GMI and Si2 announced a strategic partnership to provide seamless
subscription access, account management and special pricing to the firms’ ESG Board Briefing Research, Shareholder Proposal Analysis, and Executive Pay Scorecards. The combination of GMI’s compensation analysis with Si2’s expert insights into key environmental and social issues and proposal analysis may create a vital new resource for corporations seeking to inform their boards and investors seeking to make critical voting decisions. According to GMI’s CEO Jack Zwingli
Given the potential impact of ESG risk on a company’s value, it has become increasingly important for investors and corporate stakeholders to have a better understanding of which companies are effectively managing this kind of risk. The partnership brings together two firms known for their in-depth expertise in different areas of ESG research, providing clients with a convenient means of accessing their insights through a single platform.

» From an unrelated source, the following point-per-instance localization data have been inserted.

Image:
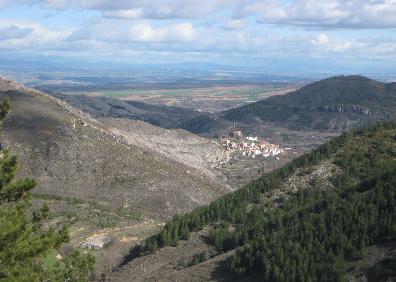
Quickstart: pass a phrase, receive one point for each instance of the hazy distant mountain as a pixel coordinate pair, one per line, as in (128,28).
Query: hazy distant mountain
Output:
(339,102)
(72,154)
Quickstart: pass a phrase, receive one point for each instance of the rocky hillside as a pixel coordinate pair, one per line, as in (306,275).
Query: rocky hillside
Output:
(73,155)
(329,215)
(159,115)
(338,103)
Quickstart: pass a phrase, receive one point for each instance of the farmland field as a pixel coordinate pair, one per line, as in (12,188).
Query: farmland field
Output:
(209,99)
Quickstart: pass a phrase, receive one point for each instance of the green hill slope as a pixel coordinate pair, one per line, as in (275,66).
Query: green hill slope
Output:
(304,222)
(73,155)
(340,102)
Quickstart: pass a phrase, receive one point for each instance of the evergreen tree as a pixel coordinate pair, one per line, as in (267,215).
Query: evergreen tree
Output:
(23,241)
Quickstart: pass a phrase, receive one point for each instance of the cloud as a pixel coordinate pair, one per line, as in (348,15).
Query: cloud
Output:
(329,13)
(24,34)
(160,9)
(234,24)
(13,32)
(137,32)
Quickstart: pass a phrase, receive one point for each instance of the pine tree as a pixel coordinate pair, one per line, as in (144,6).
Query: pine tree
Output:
(23,240)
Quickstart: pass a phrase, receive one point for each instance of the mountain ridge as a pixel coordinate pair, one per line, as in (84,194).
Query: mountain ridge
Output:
(74,155)
(336,103)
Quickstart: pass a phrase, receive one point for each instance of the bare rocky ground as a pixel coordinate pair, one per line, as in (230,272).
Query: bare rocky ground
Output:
(73,155)
(95,180)
(172,263)
(179,145)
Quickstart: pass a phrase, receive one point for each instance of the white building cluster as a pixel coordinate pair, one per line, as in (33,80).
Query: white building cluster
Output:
(252,147)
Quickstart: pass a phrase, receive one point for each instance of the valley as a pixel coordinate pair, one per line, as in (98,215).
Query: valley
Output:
(121,166)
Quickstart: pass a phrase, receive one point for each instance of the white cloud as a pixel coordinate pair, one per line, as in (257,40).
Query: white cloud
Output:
(13,32)
(234,24)
(136,32)
(30,35)
(329,13)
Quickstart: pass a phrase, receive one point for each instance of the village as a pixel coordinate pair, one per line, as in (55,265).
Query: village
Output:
(250,146)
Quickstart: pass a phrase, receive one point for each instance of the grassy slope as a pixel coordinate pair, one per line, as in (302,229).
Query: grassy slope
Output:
(306,107)
(74,156)
(366,156)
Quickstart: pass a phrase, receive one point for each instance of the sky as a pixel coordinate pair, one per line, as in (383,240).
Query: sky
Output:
(343,35)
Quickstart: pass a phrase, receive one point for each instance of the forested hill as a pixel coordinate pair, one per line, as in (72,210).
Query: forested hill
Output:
(340,102)
(309,219)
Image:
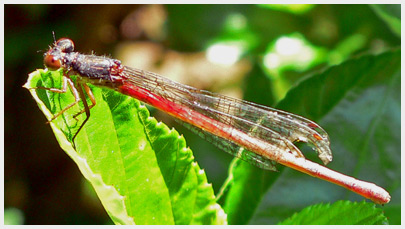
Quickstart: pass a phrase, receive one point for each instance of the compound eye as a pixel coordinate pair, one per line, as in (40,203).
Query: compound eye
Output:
(52,62)
(66,45)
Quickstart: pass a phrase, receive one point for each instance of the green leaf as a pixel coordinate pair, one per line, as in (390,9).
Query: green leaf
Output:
(142,171)
(339,213)
(358,104)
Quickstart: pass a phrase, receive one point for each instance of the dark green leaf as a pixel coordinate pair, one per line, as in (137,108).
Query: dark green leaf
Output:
(391,14)
(141,170)
(339,213)
(358,104)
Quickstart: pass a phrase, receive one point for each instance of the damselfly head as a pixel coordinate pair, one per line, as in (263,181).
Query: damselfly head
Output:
(53,58)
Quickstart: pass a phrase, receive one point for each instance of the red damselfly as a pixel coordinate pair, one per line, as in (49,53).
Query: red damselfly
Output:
(257,134)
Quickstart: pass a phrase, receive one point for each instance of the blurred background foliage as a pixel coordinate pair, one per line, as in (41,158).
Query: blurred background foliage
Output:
(255,52)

Subscribers to both subscription services will now be able to access Si2 shareholder proposal analysis through a company’s profile in the GMI Analyst platform. In addition, the two firms are offering a joint proxy season research package designed to inform corporations and investors about key issues and votes for 2012. The package will include in-depth briefings on the most important social and
environmental issues of the shareholder proposal season; a review of the first year of Say on Pay in the United States and its implications for 2012; and a set of Executive Pay Scorecards, available for a company and a set of its peers, which will rate compensation disclosed in 2012 proxies. Says, Si2 Executive Director Heidi Welsh
This partnership leverages the strengths of both firms to offer a combined package superior to the sum of its constituent parts. This is the first time corporate boards and institutional investors can come to one place for comprehensive, independent research and analyses of the complex E, S and G factors confronting corporations and shareowners, including climate change, human rights and executive pay.